Find answers, ask questions, and share your expertise

Looping through chunks of massive Hive data, transforming in Spark dataframe, sending back to Hive

avatar
New Contributor

I am new to Spark so apologize if this is a simple question.

I have a python program through Spark. The program pulls data from a Hive table, processes it (in code below 'func_1'), and then sends back to hive to a new Hive table.
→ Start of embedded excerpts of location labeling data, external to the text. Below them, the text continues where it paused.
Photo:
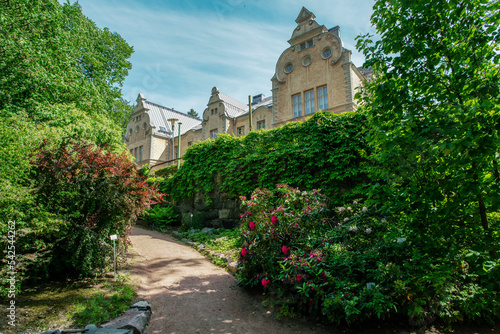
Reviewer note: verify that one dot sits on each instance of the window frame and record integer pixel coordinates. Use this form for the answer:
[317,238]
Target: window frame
[322,95]
[309,102]
[297,105]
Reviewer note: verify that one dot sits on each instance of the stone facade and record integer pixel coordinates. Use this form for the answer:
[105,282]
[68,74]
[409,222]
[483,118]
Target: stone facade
[314,73]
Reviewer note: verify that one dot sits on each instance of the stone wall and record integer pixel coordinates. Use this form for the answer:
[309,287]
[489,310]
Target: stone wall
[198,212]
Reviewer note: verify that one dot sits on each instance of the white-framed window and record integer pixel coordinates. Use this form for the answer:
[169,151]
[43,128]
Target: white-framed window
[309,100]
[322,98]
[306,44]
[297,105]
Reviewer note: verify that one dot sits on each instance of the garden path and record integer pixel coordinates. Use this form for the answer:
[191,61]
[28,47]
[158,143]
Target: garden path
[189,294]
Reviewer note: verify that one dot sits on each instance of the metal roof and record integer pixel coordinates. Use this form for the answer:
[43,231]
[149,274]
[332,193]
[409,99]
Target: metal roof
[159,116]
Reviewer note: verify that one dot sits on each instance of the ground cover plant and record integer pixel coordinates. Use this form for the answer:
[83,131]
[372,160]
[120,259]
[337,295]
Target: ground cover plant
[219,240]
[70,304]
[327,151]
[349,264]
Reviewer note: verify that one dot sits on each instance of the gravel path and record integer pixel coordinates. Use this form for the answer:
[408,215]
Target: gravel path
[189,294]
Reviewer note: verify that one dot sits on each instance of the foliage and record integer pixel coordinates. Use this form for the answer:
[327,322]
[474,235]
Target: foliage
[353,265]
[327,151]
[220,240]
[90,194]
[103,307]
[434,116]
[53,54]
[161,216]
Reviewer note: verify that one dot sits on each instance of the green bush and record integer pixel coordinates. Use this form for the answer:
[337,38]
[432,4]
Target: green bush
[351,265]
[161,216]
[328,151]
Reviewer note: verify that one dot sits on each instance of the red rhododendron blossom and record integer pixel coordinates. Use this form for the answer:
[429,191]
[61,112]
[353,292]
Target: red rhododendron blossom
[251,225]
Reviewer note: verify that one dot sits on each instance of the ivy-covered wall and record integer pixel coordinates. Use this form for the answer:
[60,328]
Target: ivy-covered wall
[328,151]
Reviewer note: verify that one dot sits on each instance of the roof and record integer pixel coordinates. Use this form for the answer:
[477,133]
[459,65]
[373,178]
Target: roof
[232,106]
[159,116]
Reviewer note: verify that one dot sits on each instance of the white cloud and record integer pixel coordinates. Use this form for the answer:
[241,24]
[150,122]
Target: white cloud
[181,53]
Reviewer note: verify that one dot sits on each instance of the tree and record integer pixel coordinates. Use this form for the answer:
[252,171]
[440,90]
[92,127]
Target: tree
[52,54]
[91,193]
[434,115]
[193,113]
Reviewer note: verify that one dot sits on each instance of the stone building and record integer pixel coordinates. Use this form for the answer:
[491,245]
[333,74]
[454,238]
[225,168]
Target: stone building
[314,73]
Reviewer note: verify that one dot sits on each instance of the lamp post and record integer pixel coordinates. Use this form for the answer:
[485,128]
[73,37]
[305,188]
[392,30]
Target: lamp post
[172,121]
[179,147]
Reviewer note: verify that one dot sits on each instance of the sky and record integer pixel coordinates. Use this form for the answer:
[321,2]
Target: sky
[184,48]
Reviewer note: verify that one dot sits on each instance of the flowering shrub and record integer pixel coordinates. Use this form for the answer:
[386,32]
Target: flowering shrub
[348,263]
[91,193]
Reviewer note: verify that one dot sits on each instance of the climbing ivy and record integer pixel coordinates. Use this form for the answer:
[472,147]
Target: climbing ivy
[328,151]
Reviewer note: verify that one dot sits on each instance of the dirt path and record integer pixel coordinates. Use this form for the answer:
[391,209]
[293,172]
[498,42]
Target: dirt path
[191,295]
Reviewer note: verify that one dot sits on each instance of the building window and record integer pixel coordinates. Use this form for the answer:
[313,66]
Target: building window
[306,44]
[322,98]
[326,53]
[297,105]
[309,99]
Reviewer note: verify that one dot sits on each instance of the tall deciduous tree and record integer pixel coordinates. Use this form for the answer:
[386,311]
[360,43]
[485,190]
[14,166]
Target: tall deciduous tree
[434,110]
[53,54]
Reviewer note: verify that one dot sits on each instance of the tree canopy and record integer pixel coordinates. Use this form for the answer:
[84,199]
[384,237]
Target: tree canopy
[433,109]
[53,54]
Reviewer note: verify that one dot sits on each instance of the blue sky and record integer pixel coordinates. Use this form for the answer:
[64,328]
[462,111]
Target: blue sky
[184,48]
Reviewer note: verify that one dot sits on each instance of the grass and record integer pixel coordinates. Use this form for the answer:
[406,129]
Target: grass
[69,305]
[223,241]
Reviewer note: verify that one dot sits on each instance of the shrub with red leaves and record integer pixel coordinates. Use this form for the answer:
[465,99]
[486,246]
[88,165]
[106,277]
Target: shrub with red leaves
[96,193]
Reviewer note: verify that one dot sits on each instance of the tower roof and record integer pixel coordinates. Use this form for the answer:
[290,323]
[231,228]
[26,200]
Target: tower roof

The program works fine on a small sample but the actual input Hive table is massive, and other inputs for func_1 and processing also entails a lot of data and memory, such that I run into memory issues on Spark cluster when I program on entire input Hive table, and ultimately it fails.

This is skeleton of pertinent pyspark code:

from pyspark.sql import HiveContext

sqlContext = HiveContext(sc)

sqlContext.sql("drop table if exists hivetable_out")

sqlContext.sql("create table hivetable_out(id bigint, date bigint, a string, b string)")
t = sqlContext.sql("select * from hivetable_in") 

rdd = t.rdd.map(lambda x: func_1(x))    

columns = ['id', 'date', 'a', 'b']    

df=sqlContext.createDataFrame(rdd, columns)

df.registerTempTable("newdata")
sqlContext.sql("insert into table hivetable_out select id, date, a, b from newdata")

How would I loop through chunks (e.g., predetermined percentages, ntiles, or even x number of rows) from input data until complete, iteratively sending back data to the output Hive table? Would I use a Sql window function? Or would I just pull data over to Spark context, iterating on func_1, unpersisting the rdd after sending each chunck to output Hive table?

Many thanks for any assistance.

1 REPLY 1

avatar
Super Collaborator

Hi @D Mortimer,

I presume the problem is converting to RDD and processing as chunks,

instead of that, I could think of by porting the custom function into Register UDF and apply the logic on the data(frame) which you have retrieved into t , and not to persist the data into memory, so that the UDF get applied across multiple executors while streaming the data and writes back to the table ( shuffles if needed).